Superstorm Sandy: Deadly topology
This was a challenge: How to clearly illustrate a story reporters at WNYC were working on about how a bowl-shaped neighborhood on Staten Island saw a high concentration of deaths in the storm — likely because they were caught off guard by water rushing into that basin. I worked from an open data set of elevation contours to design and build this map, experimenting with the data and presentation until I got it as clear as possible. The deployed version, which no longer functions, was a "slippy map" you could pan and zoom.
The cops behind NYPD "resisting arrest" arrests
While the illustration is simple, the work behind it was not at all. The WNYC data news team I led, working with an investigative reporter at the station, analyzed five years of court records to show that a small percentage of NYPD police officers were behind the majority of the "resisting arrest" charges, a charge known to be used to justify use of force.

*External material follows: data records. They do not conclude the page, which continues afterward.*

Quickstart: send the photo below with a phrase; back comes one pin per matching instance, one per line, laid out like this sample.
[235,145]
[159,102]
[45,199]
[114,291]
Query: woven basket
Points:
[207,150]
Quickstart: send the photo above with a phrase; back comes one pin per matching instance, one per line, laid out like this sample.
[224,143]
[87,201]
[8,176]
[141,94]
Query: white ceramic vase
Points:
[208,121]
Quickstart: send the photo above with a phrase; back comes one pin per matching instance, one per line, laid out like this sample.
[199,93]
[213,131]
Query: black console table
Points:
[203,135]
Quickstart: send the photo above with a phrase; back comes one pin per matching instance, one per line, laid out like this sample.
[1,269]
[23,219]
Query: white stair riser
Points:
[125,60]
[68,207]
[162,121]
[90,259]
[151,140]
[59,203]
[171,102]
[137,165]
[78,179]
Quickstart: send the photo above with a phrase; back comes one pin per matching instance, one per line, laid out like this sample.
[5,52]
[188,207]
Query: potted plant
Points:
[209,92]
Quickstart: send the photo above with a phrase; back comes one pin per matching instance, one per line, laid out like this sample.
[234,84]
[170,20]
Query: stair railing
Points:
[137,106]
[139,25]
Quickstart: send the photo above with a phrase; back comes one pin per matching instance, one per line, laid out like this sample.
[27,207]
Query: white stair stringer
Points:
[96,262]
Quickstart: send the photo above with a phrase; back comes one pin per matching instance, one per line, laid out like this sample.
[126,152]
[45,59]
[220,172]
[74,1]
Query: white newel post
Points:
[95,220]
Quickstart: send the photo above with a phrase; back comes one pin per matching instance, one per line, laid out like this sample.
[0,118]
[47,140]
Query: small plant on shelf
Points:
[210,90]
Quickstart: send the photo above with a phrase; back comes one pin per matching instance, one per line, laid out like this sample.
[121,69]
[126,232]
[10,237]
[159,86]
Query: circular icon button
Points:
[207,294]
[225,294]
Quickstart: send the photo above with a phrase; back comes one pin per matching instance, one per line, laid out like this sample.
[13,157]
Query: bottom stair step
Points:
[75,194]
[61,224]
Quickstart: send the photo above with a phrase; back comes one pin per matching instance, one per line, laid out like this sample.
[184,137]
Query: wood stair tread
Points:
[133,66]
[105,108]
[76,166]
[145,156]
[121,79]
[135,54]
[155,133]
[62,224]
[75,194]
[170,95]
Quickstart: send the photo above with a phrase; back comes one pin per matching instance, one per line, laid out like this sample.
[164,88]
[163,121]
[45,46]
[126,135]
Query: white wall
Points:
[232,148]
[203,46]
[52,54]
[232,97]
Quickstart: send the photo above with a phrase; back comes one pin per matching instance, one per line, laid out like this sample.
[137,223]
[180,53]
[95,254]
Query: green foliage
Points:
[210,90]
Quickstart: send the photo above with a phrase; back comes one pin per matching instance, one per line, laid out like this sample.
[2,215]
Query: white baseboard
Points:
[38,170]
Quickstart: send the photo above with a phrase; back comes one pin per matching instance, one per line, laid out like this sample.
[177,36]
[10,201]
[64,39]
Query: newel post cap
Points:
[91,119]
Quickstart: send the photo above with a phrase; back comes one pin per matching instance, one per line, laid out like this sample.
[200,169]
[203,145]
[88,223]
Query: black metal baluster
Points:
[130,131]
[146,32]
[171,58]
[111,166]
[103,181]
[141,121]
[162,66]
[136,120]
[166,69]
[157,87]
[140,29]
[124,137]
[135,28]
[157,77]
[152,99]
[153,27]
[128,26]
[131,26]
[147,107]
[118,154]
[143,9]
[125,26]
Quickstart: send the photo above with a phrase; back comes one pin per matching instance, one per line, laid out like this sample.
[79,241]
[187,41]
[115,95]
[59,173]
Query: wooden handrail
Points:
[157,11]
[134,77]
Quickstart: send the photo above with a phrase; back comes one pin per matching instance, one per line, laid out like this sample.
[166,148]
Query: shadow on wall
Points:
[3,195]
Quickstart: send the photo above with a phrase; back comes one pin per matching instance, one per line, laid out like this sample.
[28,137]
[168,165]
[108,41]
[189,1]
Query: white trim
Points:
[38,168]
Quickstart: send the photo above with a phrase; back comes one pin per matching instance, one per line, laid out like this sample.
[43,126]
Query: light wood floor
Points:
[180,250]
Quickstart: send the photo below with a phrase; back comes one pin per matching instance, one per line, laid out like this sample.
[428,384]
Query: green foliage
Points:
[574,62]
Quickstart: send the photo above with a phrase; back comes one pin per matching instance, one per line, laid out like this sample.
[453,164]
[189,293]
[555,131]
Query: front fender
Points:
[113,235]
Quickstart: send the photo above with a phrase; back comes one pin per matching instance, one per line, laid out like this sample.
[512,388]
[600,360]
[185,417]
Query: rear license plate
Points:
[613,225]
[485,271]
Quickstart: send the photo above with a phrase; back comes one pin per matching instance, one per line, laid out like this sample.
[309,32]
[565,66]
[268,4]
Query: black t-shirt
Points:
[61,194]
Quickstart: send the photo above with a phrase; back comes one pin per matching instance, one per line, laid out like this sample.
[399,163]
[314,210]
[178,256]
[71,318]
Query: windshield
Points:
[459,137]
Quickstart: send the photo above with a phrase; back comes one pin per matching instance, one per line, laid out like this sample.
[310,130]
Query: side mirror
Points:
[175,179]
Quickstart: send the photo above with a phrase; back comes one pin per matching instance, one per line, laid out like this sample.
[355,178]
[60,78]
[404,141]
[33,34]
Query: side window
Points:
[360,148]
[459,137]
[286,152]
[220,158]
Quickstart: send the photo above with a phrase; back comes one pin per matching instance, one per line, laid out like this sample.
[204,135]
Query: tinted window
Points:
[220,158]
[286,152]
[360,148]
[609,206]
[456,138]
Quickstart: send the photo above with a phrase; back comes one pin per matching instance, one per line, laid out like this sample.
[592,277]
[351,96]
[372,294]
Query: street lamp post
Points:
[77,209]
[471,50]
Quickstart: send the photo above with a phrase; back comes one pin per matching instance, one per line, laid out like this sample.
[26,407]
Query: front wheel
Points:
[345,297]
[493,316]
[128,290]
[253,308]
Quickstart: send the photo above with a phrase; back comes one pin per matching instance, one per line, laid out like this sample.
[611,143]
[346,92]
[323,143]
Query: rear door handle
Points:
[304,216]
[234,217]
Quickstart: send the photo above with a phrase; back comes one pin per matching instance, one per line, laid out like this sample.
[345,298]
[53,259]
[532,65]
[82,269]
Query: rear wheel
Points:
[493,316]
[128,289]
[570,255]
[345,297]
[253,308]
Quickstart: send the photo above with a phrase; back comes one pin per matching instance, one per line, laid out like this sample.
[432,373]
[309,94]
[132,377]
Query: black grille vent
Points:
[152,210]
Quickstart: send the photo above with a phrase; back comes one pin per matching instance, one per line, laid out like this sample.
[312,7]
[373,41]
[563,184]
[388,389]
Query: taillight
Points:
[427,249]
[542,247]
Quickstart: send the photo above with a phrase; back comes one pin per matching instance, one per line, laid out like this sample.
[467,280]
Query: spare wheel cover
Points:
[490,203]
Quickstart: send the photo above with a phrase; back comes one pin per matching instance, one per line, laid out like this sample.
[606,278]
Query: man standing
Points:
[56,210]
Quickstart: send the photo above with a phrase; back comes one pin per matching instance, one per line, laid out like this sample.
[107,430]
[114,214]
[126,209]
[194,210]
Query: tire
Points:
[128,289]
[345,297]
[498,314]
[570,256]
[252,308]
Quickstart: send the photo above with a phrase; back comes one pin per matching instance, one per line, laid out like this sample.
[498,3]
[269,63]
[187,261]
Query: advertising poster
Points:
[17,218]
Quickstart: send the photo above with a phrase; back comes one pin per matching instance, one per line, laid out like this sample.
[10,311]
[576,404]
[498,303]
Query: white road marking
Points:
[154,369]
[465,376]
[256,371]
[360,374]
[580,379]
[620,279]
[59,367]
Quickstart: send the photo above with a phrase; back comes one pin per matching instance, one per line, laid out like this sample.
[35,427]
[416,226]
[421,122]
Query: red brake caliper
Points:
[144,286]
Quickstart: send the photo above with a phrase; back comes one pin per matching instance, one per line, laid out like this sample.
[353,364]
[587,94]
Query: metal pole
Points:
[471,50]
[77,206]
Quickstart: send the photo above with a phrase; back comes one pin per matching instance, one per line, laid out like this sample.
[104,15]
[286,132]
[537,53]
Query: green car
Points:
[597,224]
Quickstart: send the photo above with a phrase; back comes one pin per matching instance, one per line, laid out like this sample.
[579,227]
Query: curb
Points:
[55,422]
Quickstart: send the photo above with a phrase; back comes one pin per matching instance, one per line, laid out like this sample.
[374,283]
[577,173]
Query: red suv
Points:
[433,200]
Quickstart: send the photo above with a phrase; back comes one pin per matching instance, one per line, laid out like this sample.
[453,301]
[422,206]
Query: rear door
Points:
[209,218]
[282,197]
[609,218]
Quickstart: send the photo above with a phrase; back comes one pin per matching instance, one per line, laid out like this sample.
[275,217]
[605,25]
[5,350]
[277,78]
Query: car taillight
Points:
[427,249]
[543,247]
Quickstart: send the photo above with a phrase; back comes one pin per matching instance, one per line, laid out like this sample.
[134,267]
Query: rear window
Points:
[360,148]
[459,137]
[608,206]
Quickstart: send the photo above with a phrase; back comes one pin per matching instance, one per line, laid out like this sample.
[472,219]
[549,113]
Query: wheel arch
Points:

"Resisting arrest" in black and white
In that same series, our team discovered that among those arrested for drug crimes, disorderly conduct, and theft, NYPD officers were fare more likely to add "resisting arrest" charges for black suspects than for white suspects. Since we looked at the pool of people already arrested, this calculation showed a bias beyond the systemic racial imbalance of overall arrests.
A bot to monitor federal courts
I built a bot that watched federal court filings for specific criteria and fed what it found to former Quartz reporter Justin Rohrlich. He used that information as the basis for nine scoops.
Mining the Luanda Leaks with machine learning
Our team at Quartz helped journalists from around the world use machine learning to mine 700,000 documents detailing how Isabel dos Santos siphoned hundreds of millions of dollars out of Angola, We used machine learning to help reporters locate tax documents, board minutes, and other key pages buried in the trove.